The saga of Goodyear’s defective RV tires continues; AP reports that a grand jury is gathering evidence against the tire manufacturer over its defective RV tires.
The whole ordeal has been going on for years. It started in 2003 when an RV driven by Billy Wayne Woods and filled with five other members of his family flipped on a rural Georiga interstate after a Goodyear G159 tire on the RV burst. While they all initially survived the accident, it had a tragic ending, as our own Ryan Felton pointed out:
Both Woods’ wife and his daughter-in-law suffered broken backs; his son, a broken hip. His two grandchildren were uninjured, but the crash left Woods paralyzed. Several months later, he died as a result of complications from his injuries, according to the family’s lawyer.
Sadly Wood’s death wasn’t the first, and his family’s injuries weren’t the last. Wood’s family filed suit against Goodyear claiming the tire was defective. It turned out to be one of 41 separate lawsuits filed against Goodyear over the past 20+ years.

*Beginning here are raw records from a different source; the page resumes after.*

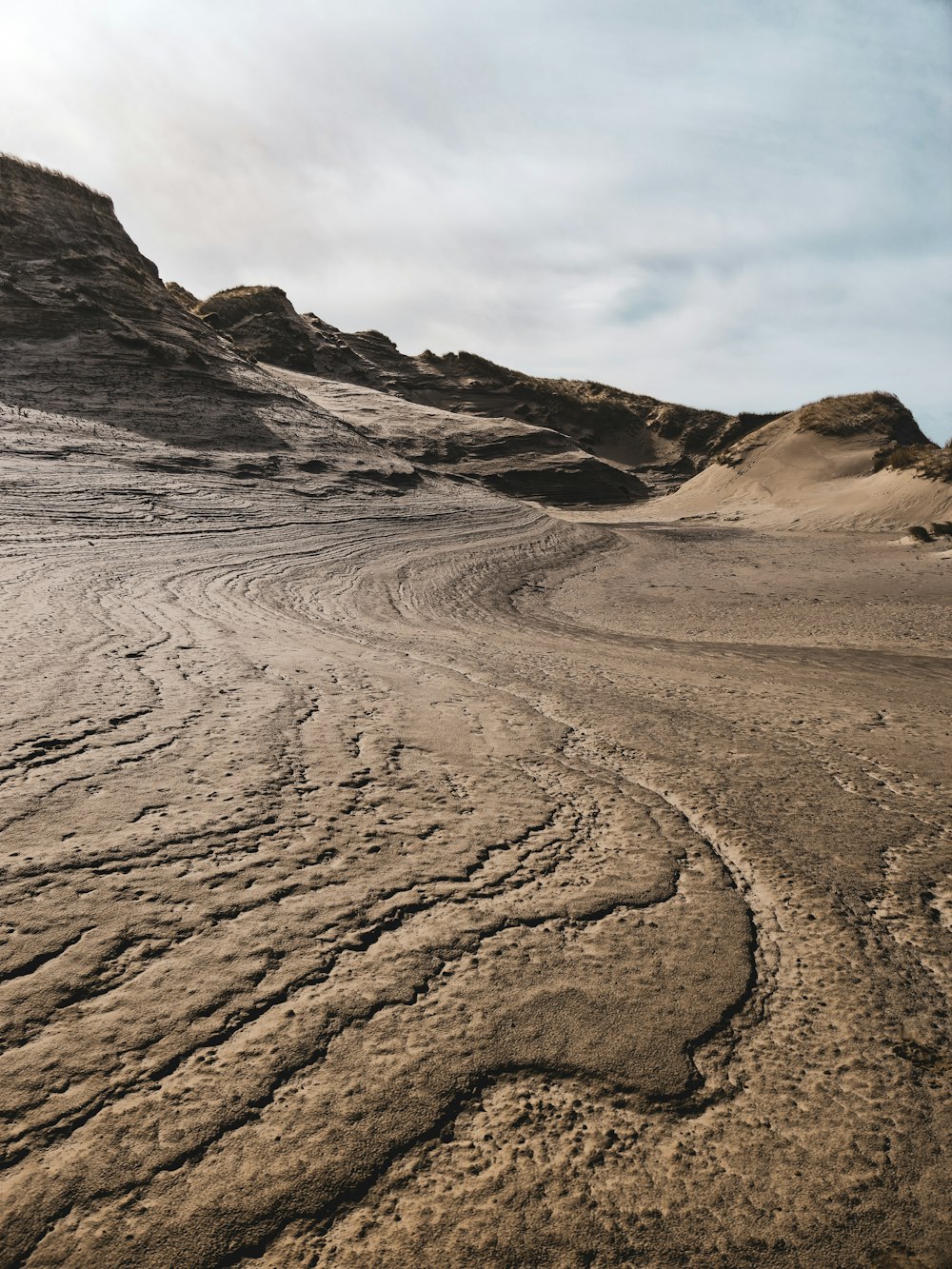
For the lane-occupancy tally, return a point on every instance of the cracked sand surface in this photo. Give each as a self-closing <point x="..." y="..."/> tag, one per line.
<point x="387" y="882"/>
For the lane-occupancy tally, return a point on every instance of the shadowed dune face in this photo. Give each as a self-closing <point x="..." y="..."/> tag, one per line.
<point x="395" y="873"/>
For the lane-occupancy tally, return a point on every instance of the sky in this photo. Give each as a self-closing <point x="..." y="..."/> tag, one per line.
<point x="731" y="205"/>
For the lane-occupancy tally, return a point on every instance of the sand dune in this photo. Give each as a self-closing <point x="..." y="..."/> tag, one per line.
<point x="399" y="873"/>
<point x="787" y="473"/>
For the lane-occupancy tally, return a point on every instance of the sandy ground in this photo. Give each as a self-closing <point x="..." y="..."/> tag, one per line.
<point x="414" y="879"/>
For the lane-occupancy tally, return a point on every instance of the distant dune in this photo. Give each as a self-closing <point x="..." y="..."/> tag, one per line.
<point x="432" y="838"/>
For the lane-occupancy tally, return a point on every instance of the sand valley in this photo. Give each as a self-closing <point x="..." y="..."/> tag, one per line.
<point x="449" y="818"/>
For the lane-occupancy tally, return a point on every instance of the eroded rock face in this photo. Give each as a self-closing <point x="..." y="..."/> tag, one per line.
<point x="394" y="873"/>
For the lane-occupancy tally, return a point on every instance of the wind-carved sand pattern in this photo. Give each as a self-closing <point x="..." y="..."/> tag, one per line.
<point x="395" y="873"/>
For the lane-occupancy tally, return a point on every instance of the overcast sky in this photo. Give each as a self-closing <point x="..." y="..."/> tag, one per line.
<point x="731" y="203"/>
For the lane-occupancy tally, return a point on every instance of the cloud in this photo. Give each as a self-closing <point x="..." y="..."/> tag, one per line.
<point x="727" y="205"/>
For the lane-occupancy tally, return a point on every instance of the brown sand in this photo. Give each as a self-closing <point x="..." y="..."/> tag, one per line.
<point x="396" y="873"/>
<point x="423" y="880"/>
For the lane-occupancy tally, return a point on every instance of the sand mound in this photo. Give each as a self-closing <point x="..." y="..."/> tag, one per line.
<point x="819" y="467"/>
<point x="90" y="334"/>
<point x="505" y="454"/>
<point x="662" y="443"/>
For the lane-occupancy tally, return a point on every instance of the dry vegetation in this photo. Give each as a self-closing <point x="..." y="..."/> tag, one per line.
<point x="400" y="875"/>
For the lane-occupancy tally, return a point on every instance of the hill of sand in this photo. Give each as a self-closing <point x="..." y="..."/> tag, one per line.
<point x="821" y="467"/>
<point x="658" y="442"/>
<point x="395" y="873"/>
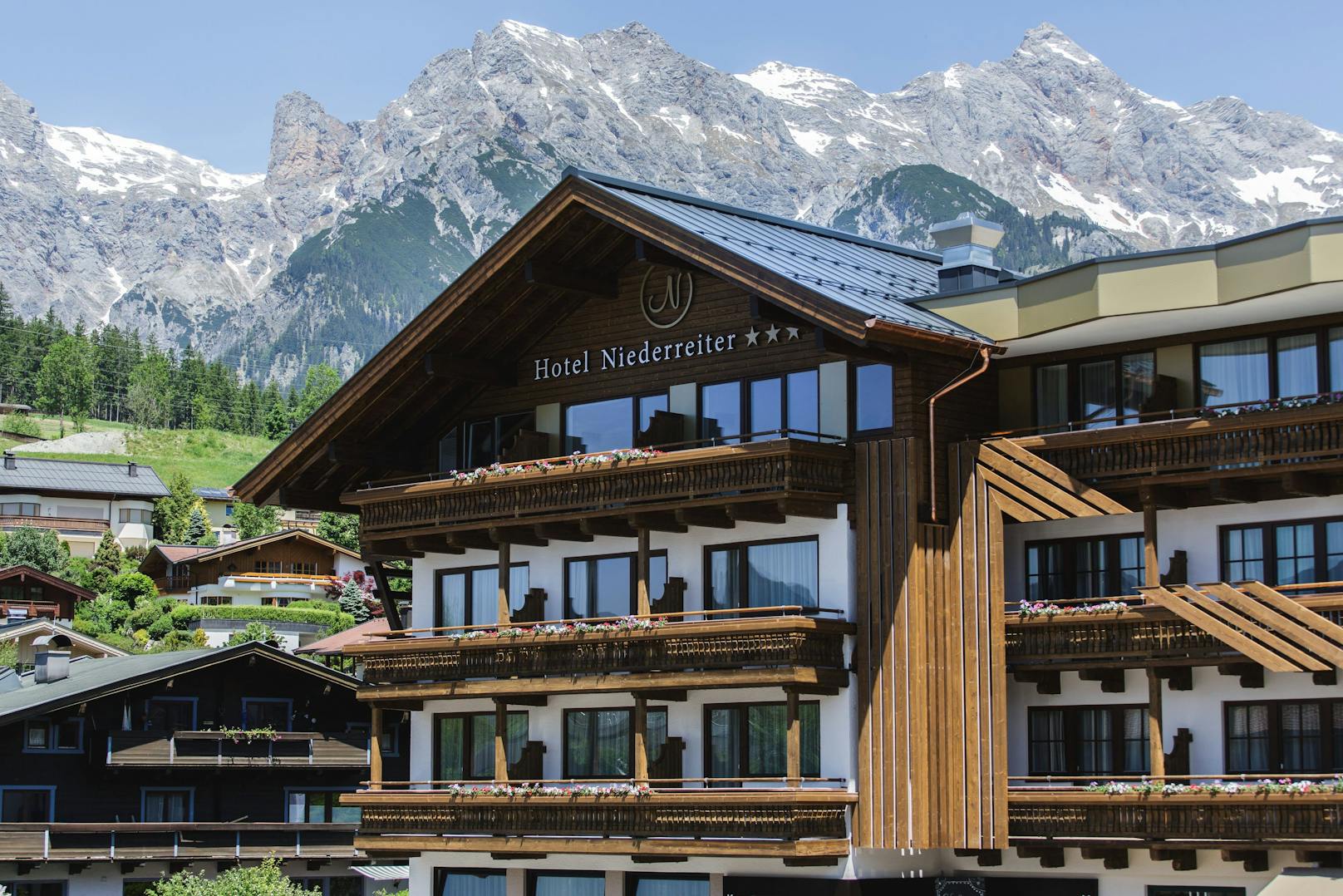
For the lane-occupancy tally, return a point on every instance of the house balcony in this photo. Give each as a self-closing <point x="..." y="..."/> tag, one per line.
<point x="760" y="481"/>
<point x="763" y="647"/>
<point x="1212" y="625"/>
<point x="791" y="824"/>
<point x="181" y="841"/>
<point x="1249" y="455"/>
<point x="218" y="749"/>
<point x="1044" y="817"/>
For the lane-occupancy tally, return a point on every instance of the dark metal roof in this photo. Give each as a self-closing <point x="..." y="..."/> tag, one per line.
<point x="41" y="475"/>
<point x="868" y="276"/>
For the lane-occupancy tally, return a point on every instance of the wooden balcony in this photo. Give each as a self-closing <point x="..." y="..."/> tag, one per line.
<point x="1142" y="634"/>
<point x="1075" y="817"/>
<point x="758" y="479"/>
<point x="795" y="649"/>
<point x="204" y="749"/>
<point x="35" y="841"/>
<point x="684" y="821"/>
<point x="1251" y="455"/>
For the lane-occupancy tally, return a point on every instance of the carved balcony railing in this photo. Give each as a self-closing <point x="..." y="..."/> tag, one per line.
<point x="1136" y="636"/>
<point x="136" y="841"/>
<point x="1262" y="820"/>
<point x="793" y="815"/>
<point x="813" y="475"/>
<point x="1248" y="445"/>
<point x="198" y="749"/>
<point x="673" y="654"/>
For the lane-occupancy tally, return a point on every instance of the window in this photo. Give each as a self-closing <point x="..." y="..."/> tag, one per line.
<point x="465" y="745"/>
<point x="318" y="808"/>
<point x="167" y="804"/>
<point x="1301" y="736"/>
<point x="667" y="884"/>
<point x="751" y="741"/>
<point x="1262" y="368"/>
<point x="170" y="714"/>
<point x="1277" y="554"/>
<point x="1095" y="392"/>
<point x="470" y="883"/>
<point x="268" y="712"/>
<point x="27" y="804"/>
<point x="872" y="398"/>
<point x="767" y="574"/>
<point x="566" y="884"/>
<point x="1088" y="741"/>
<point x="599" y="743"/>
<point x="52" y="735"/>
<point x="1073" y="569"/>
<point x="472" y="597"/>
<point x="608" y="586"/>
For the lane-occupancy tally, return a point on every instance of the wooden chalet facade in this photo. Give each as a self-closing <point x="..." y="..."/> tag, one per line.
<point x="130" y="767"/>
<point x="717" y="547"/>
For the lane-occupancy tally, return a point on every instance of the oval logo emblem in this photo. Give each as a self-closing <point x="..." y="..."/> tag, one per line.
<point x="665" y="296"/>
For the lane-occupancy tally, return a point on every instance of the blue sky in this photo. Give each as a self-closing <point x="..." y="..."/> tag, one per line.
<point x="203" y="78"/>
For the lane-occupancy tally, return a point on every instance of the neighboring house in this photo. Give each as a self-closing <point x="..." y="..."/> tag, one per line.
<point x="272" y="570"/>
<point x="27" y="594"/>
<point x="117" y="771"/>
<point x="26" y="632"/>
<point x="80" y="500"/>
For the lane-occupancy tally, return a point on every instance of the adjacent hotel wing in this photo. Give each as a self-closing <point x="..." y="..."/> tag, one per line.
<point x="754" y="558"/>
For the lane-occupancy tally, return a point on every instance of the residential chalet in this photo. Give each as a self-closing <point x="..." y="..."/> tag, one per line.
<point x="893" y="570"/>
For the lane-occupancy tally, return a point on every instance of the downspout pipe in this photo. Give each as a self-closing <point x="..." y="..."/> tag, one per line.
<point x="985" y="352"/>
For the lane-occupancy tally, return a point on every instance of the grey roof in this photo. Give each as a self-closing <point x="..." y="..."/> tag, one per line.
<point x="41" y="475"/>
<point x="91" y="677"/>
<point x="878" y="279"/>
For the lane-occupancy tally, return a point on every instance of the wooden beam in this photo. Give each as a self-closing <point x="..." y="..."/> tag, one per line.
<point x="569" y="279"/>
<point x="442" y="364"/>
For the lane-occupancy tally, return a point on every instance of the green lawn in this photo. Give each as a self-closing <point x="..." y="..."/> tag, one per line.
<point x="209" y="457"/>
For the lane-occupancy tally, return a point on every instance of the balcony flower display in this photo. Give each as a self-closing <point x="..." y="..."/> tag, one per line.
<point x="1216" y="787"/>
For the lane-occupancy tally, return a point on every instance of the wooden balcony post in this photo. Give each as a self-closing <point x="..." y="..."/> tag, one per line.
<point x="505" y="555"/>
<point x="641" y="739"/>
<point x="375" y="747"/>
<point x="794" y="741"/>
<point x="501" y="739"/>
<point x="1155" y="741"/>
<point x="642" y="606"/>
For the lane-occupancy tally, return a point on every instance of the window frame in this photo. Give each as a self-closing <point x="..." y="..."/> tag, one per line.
<point x="1072" y="739"/>
<point x="634" y="578"/>
<point x="745" y="569"/>
<point x="1321" y="360"/>
<point x="1275" y="735"/>
<point x="191" y="801"/>
<point x="1111" y="543"/>
<point x="48" y="789"/>
<point x="469" y="573"/>
<point x="469" y="721"/>
<point x="564" y="745"/>
<point x="1269" y="559"/>
<point x="52" y="724"/>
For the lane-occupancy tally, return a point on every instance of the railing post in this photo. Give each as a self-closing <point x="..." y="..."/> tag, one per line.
<point x="641" y="736"/>
<point x="375" y="747"/>
<point x="794" y="741"/>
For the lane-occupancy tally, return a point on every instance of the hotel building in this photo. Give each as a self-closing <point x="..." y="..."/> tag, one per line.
<point x="780" y="560"/>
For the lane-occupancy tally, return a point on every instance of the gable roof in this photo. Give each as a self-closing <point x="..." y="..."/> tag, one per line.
<point x="81" y="477"/>
<point x="22" y="628"/>
<point x="28" y="573"/>
<point x="91" y="678"/>
<point x="848" y="288"/>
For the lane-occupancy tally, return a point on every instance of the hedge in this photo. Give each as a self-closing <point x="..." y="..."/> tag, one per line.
<point x="335" y="621"/>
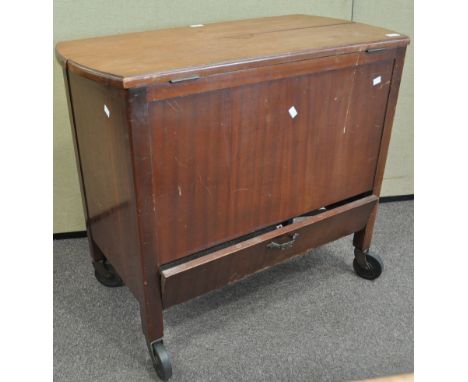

The NHTSA began a probe into the tires in 2017. The agency looked at data from 40,000 tires over a seven-year period from 1996 to 2003. Investigators found something startling: G159 defects had caused eight deaths and 69 injuries from 1998 to 2009. Allegedly, Goodyear knew of the defects as early as 2002; a recall wasn’t issued until last year. Now things are heating up.
A grand jury is being convened in Los Angeles and has subpoenaed David Kurtz, an Arizona lawyer over documents related to a suit he filed against Goodyear. While no one knows what the jury is investigating, they have tons of help: DOT’s Inspector General, the Consumer Protection branch of the Justice Department, and the U.S. Attorney based in Los Angeles are all helping with the investigation.
Even though there’s evidence to the contrary, Goodyear is maintaining that the tires were safe saying that recalls were issued when appropriate. AP points out that, according to NHTSA documents, the agency sent a letter to Goodyear in the Spring of 2022 insisting a recall be issued. The company initially refused but eventually issued a recall.